The United States needs a clear strategy to remain a competitive leader in industry and other sectors of an economy in crisis, business leaders have told a national summit that has opened in the country.
The three-day summit in Detroit, Michigan aims to develop a national consensus on policies for technology, energy, environment and manufacturing.
"Our goal is to develop a to do list of actions that will revitalize and revive our economy," said Bill Ford, executive chairman of Ford Motor Co. and co-chair of the summit's opening session.
Ford said the global economic crisis "increases the urgency to begin a national dialogue on the economy."
The meeting reflects growing momentum for the United States to formalize an "industrial policy" similar to those implemented in Asia and elsewhere to help nurture businesses in a tough global environment.
The summit also seeks to define policies on energy, environment and technology.
Although industrial policy is often equated with protectionism, Ford and other speakers said the United States needs to be tougher with trading partners to maintain prosperity.
"Having no policy is a bad policy," Ford said. "Other countries understand this and they work hard to maintain a strong industrial base.
"They bend or even break the rules to maintain a competitive advantage over the US. We need to do something different," he added.
Echoing those calls, fellow co-chair Andrew Liveris, chairman and CEO of Dow Chemical Co., called for "a modern-era industrial policy, one built for the 21st century.
"The life force and strength of this country has to be rebuilt," Liveris told the gathering of several hundred people.
"It has to be rebuilt by American industry."
Liveris said that "maybe we all became enamored with the idea of making money from money. And we forgot that making real things, real innovative things, still matters."
Michigan Senator Carl Levin said the notion of industrial policy for many years was "anathema to many people ... it was a killer label."
But he said there is a growing recognition, including at the White House, of the need for more government involvement in the economy.
"There is a recognition finally in this country that our global competition is not just with companies, but with the governments that support those companies," Levin told a summit forum. "It's a fundamental awakening."
Thomas d'Aquino, president and CEO of the Canadian Council of Chief Executives, acknowledged the need to shift policy.
"There is a perception that America has been weakened by the financial calamity," he said. "I think the US has been too much the boy scouts, and we're working in a different environment."
One note of caution came from Bud Peterson, president of the Georgia Institute of Technology, who warned against following the models of some countries that invest directly in companies.
"In this country, we have invested in universities in research, and that drives the technologies that create the companies that create jobs," he said.
The summit, which may continue as an annual event, grew out of conversations at the Detroit Economic Club about the future of the US economy.
The speakers include chief executives Richard Anderson of Delta Air Lines, Steve Ballmer of Microsoft Corp., Vikram Pandit of Citigroup, Fritz Henderson of General Motors and Alan Mulally of Ford.
From government, new US chief technology officer Aneesh Chopra and Commerce Secretary Gary Locke will appear among the 90-plus speakers.

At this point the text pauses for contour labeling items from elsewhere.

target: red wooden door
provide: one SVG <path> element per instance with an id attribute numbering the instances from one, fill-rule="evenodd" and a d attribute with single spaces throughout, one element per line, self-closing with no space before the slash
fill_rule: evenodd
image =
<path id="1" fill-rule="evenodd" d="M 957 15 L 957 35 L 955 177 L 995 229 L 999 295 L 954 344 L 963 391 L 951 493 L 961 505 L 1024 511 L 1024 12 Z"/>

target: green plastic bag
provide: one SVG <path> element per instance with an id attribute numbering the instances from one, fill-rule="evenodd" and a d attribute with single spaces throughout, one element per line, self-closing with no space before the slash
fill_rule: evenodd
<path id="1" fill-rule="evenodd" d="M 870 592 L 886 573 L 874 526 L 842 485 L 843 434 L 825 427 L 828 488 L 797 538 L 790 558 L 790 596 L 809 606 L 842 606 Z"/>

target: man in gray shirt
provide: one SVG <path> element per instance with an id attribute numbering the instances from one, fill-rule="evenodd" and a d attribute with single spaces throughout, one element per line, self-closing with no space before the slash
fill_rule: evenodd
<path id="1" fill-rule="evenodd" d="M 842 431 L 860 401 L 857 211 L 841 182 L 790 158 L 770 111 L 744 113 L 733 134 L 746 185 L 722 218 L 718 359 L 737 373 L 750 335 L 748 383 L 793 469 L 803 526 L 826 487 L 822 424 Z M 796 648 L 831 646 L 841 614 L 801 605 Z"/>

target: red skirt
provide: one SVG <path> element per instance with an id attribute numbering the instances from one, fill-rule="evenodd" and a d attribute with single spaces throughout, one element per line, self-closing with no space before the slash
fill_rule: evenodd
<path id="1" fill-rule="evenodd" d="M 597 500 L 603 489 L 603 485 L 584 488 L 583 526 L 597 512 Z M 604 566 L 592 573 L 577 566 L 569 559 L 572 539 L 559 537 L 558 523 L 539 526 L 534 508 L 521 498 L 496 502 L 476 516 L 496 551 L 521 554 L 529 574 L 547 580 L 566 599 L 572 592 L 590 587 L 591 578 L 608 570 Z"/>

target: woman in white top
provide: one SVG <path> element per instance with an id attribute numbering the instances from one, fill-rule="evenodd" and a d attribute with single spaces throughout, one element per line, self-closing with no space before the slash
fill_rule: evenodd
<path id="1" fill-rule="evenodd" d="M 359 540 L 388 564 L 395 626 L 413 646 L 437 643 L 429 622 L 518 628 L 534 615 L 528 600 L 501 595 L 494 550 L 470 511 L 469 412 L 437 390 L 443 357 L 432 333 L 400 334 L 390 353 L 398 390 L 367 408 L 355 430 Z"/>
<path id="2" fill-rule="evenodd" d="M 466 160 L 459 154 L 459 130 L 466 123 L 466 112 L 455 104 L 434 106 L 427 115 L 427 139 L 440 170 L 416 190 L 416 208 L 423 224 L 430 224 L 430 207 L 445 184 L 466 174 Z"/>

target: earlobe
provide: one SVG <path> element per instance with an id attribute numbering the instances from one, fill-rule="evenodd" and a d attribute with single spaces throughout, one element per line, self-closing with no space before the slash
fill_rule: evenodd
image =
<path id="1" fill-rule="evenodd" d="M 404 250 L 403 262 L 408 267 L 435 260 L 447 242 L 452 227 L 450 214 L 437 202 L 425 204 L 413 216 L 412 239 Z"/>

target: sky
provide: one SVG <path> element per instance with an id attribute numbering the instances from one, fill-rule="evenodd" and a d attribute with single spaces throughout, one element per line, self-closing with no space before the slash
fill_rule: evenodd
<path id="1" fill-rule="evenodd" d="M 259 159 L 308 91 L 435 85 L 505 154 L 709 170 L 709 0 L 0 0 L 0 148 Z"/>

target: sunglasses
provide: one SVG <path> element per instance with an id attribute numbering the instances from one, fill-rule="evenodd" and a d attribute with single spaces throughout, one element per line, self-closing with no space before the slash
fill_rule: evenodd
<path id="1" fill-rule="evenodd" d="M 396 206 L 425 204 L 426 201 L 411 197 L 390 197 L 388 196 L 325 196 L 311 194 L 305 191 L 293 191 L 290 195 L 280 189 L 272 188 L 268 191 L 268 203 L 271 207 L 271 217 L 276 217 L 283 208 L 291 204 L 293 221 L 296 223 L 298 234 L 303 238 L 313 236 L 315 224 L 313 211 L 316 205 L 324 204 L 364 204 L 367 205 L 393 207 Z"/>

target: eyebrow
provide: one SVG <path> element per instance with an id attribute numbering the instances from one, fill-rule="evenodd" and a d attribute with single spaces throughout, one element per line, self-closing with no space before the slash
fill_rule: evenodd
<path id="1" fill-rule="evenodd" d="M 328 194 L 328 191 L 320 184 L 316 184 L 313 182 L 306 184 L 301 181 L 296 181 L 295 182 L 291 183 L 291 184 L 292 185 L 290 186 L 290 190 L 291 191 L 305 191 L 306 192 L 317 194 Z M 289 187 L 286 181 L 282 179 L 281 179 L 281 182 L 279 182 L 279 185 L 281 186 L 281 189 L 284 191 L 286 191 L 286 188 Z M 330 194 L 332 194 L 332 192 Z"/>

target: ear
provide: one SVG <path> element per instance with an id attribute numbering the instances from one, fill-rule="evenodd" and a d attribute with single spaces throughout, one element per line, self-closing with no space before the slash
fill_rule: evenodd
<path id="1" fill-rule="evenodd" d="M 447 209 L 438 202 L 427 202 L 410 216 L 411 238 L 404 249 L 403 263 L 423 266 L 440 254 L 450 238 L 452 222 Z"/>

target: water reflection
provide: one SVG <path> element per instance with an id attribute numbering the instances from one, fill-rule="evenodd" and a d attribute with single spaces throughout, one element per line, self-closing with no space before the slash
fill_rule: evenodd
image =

Called last September, the summit has taken on new importance amid a recession that is the worst in decades, costing more than six million US jobs.
About 200 protestors marched from a nearby park, where a shadow "people's summit" was being held to try to draw attention to those affected by the current economic crisis.
Carrying signs demanding an end to foreclosures and the capitalist system they chanted "Bail out the people not the banks" and "Come out! Come out! Stop meeting in secret" outside Detroit's Renaissance Center, home to both General Motors and the conference.
"The banks and the corporations are taking over people's homes," said David Gilbert, 27, who like 13.6 percent of the city's population is unemployed.
"They don't care about homelessness. They only care about profits and people are expendable."